No one in their right mind thinks that guns are regulated enough; not in a country of 330 million people that has more guns than that in it anyway. Someone who tells you it’s hard to get a gun in this country is lying through their teeth. This issue is whether or not the mainstream “Democratic Party” thought is too far to the authoritarian side, and for my money, if the mainstream agrees with Mrs. Clinton, then it absolutely is.
I don’t think a pencil maker should be held liable if someone over-sharpens their product and stabs someone’s eyeball out with it. I don’t think it’s right to sue a butcher because someone poisoned some of their beef and fed it to their boss and killed him. Of course guns are intended to be used to kill, but the same basic principle applies — you can’t punish someone for a crime they didn’t commit. And selling a fully-lawful product isn’t a crime, no matter how much we all want that product better regulated.
If those who want this country to be more logical with guns aren’t careful they can tiptoe into Radical Town themselves. There’s about a Grand Canyon’s worth of difference between regulating how, when, and to whom one can sell a deadly weapon and holding the manufacturer of said deadly weapon legally responsible for something done with that deadly weapon. Until we decide as a society we don’t have a right to self-defense, weapons manufacturers will exist legally. That means they deserve the same protection as any company.
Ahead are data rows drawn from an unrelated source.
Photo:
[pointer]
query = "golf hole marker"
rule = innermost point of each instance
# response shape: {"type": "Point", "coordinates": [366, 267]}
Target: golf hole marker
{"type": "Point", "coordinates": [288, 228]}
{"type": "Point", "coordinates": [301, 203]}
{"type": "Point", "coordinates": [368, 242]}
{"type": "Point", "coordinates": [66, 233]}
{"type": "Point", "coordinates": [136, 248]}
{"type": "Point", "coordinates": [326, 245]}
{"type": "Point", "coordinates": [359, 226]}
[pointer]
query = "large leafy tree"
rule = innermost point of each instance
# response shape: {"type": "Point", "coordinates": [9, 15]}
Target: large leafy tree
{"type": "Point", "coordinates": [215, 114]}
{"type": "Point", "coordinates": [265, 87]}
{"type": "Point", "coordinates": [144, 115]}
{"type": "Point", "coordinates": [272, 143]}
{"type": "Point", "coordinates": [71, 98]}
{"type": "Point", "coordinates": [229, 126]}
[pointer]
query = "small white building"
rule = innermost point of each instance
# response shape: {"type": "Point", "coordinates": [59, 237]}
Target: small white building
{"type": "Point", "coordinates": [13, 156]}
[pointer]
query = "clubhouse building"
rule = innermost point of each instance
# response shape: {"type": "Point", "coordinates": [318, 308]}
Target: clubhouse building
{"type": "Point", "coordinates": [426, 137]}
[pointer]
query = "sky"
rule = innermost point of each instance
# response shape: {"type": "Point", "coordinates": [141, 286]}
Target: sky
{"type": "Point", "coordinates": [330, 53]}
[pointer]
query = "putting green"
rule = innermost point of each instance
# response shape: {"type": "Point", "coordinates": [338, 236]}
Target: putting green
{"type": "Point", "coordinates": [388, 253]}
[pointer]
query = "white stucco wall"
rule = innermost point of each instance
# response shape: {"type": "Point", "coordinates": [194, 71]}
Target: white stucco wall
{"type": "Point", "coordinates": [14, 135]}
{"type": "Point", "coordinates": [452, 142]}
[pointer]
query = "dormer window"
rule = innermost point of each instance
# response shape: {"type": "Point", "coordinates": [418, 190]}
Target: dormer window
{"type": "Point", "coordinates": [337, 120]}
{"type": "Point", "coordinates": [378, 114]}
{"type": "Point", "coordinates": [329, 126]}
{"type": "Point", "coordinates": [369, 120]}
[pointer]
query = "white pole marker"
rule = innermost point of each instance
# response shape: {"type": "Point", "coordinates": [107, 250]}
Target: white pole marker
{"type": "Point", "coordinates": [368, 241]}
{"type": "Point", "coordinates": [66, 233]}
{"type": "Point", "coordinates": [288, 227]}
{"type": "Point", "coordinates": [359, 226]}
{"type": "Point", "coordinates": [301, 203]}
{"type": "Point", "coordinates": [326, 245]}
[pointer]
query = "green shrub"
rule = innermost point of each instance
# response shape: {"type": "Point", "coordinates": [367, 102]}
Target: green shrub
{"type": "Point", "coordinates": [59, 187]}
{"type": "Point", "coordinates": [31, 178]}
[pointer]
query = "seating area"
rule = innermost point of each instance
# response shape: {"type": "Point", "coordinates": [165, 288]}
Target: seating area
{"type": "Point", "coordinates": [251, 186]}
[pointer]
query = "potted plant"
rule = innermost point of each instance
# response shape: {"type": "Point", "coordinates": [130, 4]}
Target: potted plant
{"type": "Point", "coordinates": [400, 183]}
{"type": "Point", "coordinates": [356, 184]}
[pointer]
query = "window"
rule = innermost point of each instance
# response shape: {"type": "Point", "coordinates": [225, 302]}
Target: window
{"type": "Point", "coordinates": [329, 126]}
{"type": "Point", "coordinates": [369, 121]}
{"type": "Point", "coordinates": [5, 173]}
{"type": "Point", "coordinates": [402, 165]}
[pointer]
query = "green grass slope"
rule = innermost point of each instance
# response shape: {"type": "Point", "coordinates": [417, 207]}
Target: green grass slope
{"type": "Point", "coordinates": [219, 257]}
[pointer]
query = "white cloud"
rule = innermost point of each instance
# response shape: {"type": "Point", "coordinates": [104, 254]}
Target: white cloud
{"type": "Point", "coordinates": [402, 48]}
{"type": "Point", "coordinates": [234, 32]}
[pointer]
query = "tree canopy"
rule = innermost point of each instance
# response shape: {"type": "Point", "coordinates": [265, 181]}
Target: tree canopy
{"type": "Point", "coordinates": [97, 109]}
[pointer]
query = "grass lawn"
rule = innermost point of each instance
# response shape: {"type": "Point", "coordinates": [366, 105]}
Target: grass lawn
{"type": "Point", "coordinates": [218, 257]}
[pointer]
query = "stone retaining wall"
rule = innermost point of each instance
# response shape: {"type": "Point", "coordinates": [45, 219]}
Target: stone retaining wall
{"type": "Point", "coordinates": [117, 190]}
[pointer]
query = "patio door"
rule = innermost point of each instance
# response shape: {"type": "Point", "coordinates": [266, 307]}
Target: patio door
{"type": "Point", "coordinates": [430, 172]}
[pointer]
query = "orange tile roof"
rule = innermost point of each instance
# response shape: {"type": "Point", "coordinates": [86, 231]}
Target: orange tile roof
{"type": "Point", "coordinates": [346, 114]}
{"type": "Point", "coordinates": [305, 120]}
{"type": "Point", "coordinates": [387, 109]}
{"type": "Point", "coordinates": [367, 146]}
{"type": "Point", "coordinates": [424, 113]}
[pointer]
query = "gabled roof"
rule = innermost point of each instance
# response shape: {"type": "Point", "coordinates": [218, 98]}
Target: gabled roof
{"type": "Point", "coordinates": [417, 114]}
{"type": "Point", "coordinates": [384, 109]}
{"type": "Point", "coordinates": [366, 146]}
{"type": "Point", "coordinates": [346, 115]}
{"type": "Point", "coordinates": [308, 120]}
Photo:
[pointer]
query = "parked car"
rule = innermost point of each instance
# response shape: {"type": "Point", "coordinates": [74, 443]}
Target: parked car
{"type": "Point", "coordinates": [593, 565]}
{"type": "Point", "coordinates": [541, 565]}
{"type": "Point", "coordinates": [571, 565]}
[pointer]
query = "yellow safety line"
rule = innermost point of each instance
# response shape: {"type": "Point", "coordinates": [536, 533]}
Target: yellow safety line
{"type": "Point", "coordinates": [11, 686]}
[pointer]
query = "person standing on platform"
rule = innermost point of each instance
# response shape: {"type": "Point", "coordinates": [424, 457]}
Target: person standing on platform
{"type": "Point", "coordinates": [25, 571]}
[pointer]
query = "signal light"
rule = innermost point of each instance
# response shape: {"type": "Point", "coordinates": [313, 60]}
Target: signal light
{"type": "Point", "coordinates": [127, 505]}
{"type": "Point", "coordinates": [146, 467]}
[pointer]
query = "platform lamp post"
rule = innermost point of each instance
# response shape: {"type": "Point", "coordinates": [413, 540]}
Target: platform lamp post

So yeah, you can’t sue a dildo manufacturer when you shove their product too far up a sunshine-free orifice and you can’t sue a gun manufacturer when someone uses their product in a way they didn’t intend it to be used.
It’s a gray, murky area of gun regulation to be sure. But it’s one in which proponents of tougher gun laws need to find reality and latch-on tight. If they do, they can prove to gun rights advocates that they can be trusted to be reasonable. Being reasonable tends to open doors. That seems like a good way to like, find better solutions to problems…but who the shit wants that, right?